İçeriğe geçmek için "Enter"a basın

İşte resmi tarih, işte laiklik tanımı

Murat Yetkin

Cuma günü Deniz Baykal ile görüşmek için CHP Genel Merkezi’ndeki odasına girdiğimde, Deniz bey oturma grubundaki sehpanın üzerindeki bir paketi açmak üzereydi. Birlikte açtık. İçinden iki kitap çıktı. Her ikisi de CHP’nin bir süredir tanıdıklara haber salarak oluşturmaya çalıştığı parti müzesi için gönderilmişti. Birincisi, bir kitap çıktı; CHP’nin 1943 yılındaki parti program ve tüzüğü. İkinci kitap, büyük boy, kalın yeşil siyah ebruli kapaklı bir ciltti.

Adı, ‘ON BEŞİNCİ YIL KİTABI’.

Kitabın kapağını açıp sayfalarını çevirmeye başlayınca, Baykal’ın hayreti, benim ve yanımızda bulunan Özel Kalem Müdürü Nesrin Baytok’un merakımız artmaya başladı. Kitap, Cumhuriyet’in 15’inci yılı dolayısıyla, Mustafa Kemal Atatürk’ün direktifiyle, CHP tarafından hazırlanmış 611 sayfalık bir durum raporuydu. Atatürk’ün Onuncu Yıl Nutku ardından bir kronoloji ile başlıyordu. Kronoloji, “19 mayıs 1919- Kemal Atatürk Samsun’a çıktı” satırıyla başlıyor, “29 Birinciteşrin (Ekim) 1938-Ankara’da yeni yapılan radyo verici istasyonu çalışmıya başladı” satırıyla son buluyordu. Cumhuriyet’in 15’inci yıldönümündeki son icraat buydu. (Alıntıları Türkçenin o gün kullanıldığı şekliyle koruyarak yaptım-MY)

Bu icraatın kayda alındığı gün ve günlerde Atatürk’ün İstanbul Dolmabahçe’de hasta yatağında olduğuna dikkat çekmek gerekiyor. Kitaptaki ifadeyle ‘Büyük Şef’, Ankara Radyosu’nu yeni vericisiyle hiç dinleyemeyecekti. Atatürk’ün 12 gün sonra vefat edeceğini belki kimse gün olarak bilmiyor, ama hastalığın seyrinden çok kişi endişe ediyordu. İlginç olan, kitabın, Atatürk’ün vefatından sonra bir yana bırakılmayıp basılmış ve Cumhuriyet’in ilk 15 yıllık bilançosunun böylece kayda alınmış olması.
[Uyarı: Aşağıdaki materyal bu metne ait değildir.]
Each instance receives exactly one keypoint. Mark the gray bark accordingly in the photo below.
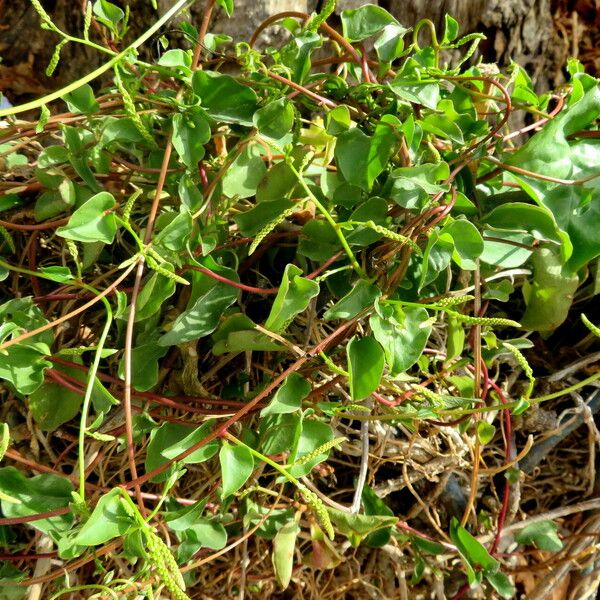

Kitapta, kronolojiden sonra ‘Cümhuriyet Halk Partisi-Kuruluş ve Yürüyüşü’ başlığıyla 10 sayfalık bir parti tarihi özeti veriliyordu. Bu bölümde Müdafaa-i Hukuk cemiyetlerinin nasıl Kurtuluş Savaşı boyunca Cumhuriyet Halk Partisi’ne dönüştüğünün, Altı Ok ilkesinin nasıl evrimleşip oluştuğunun ve bugün Anayasa’nın değişmesi teklif edilemez maddelerinin özünün nasıl ortaya çıktığının hikâyesi anlatılıyor.

Ardından, Adalet Vekâleti’nden başlayarak tek tek bakanlıkların faaliyetleri bildiriliyordu. Siyasal Bilgiler Fakültesi’ne alınan öğrenci sayısından, demiryolu siyasetine; Çocuk Esirgeme Kurumu’nun ana kucağı kapasitesinden, yurtdışında açılan büyükelçiliklere;

Türk Tarih Kurumu’nun Ankara Ahlatlıbel’de bronz çağına ait buluntuları çıkardığı arkeoloji çalışmalarından, Karabük Demir-Çelik Fabrikası’na dek her şey tek tek yazılmış, tablo ve grafiklere dökülmüştü. Genç Cumhuriyet’in inanılmaz yokluk içerisinde ilk 15 yılda yaptıkları gerçekten etkileyiciydi.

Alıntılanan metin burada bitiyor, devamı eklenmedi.